Mostly what we receive here is his unmitigated bitterness at his struggle as a man in this world without the respect or really the admiration of the powerful and mighty which he so obviously (and somewhat painfully) craves. (To drive home this point, in the afterward he makes a list of those Guggenheim Awardees that stood in front of him and received awards the year he made his application to write this book. It's mostly scientists, economists, and so forth -- lesser creatures than artists is the implication. The point is to urge you to register a written complaint about passing him over for the honor he so obviously deserved above these callow narrow academics. So confident you share his view on the matter he helpfully provides the Guggenheim director's mailing address.)
Miller is a patriarch, a dispatched, discarded and peripatetic one for sure, but he loves us, his errant readers. He is blessed with insight and understanding, and willing to generously share it with us in the form of a series of strenuously expressed warnings. He doesn't want us to be driven to insanity by the falseness of the ever encroaching commercial world which dominates the US and threatens to dumb down "civilization" everywhere. His subject is the creation of empire and it's effect on the Natural Man. We didn't do it right in America. Vive la France! He is longing to be considered prodigal and therefore potentially in receipt of some long withheld fortune to which he so obviously feels entitled. He doesn't actually want to come back and run anything. This is not James Baldwin returning to America from a fruitful career as an artist in Europe out of a sense of personal responsibility for the outcome of the fight he left behind to explore his voice. This is instead the absent father who remembers he had a family and returns to see what's become of it since he left.
There are few women in his book that merit more than a sentence or two. That is irritating. He alludes to great stories he could tell, but doesn't. That is also irritating. I could write an entire review about the racism of this book, but in the end it's like having dinner in the old folks home with your uncle Bob; what do you say to dinosaurs like this? And of course, more pertinently this particular dinosaur is actually dead. His version of racism lives on and doesn't seem to die off. But we knew that and know it better now then ever.

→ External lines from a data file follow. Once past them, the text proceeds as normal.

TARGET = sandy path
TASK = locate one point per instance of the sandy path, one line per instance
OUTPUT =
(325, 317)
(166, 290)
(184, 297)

What is the best hackneyed phrase here?: He was "a creature of his time"? He 'means well'? Like all white people in America, he fucks all this shit up from top to bottom. It could make the book unreadable for some of you.
His trip across the US is a couch surfing type affair, with him setting up with a series of boon companions (read: drinking buddies) a hateful device which allows him to quote himself liberally from their conversations. He looks often with naked adolescent hatred at America. To him what is marvelous about it is at best is ignored, at worst wrecked or at least (in his telling) spoiled. As, by implication, he was himself.
There are some passages of poignance and clarity about the many hypocrisies and lost opportunities of The American Dream and I got something out of reading it. Despite his lack of rigor, (He seems to say "Details? Why bother! You know what I'm talking about here!" *Wink, nod*) There is a recounting of a dinner party in Hollywood that he stumbled into that is priceless. There are some dark themes about American life that will look extremely accurate from this point in time but so few of them. You still need to read DeTocqueville. He tells you who his artistic heroes are and details his FEELINGS about their greatness. Trust me you've never heard of them and never will. He choses friends first and then finds the light in their work; which in itself is endearing. He probably was a generous, if occasionally domineering, friend.
Miller is a crank, a morsel of his time, the "Man Artist". Muscular, freebooting, charming, and a bit of caustic narcissism thrown in for good measure. But I'm a lifelong fan of his and won't give him totally up for all the doting on him I did in my 20's. A precursor of the Beats, he is better then most of them. He prides himself on being unabridged, idiosyncratic, a bit of a lovable monster.
This book is about him, nothing but him, wandering through a few episodes in this country which he barely fathoms. America is a mirror and what he sees in it finally is mostly Henry.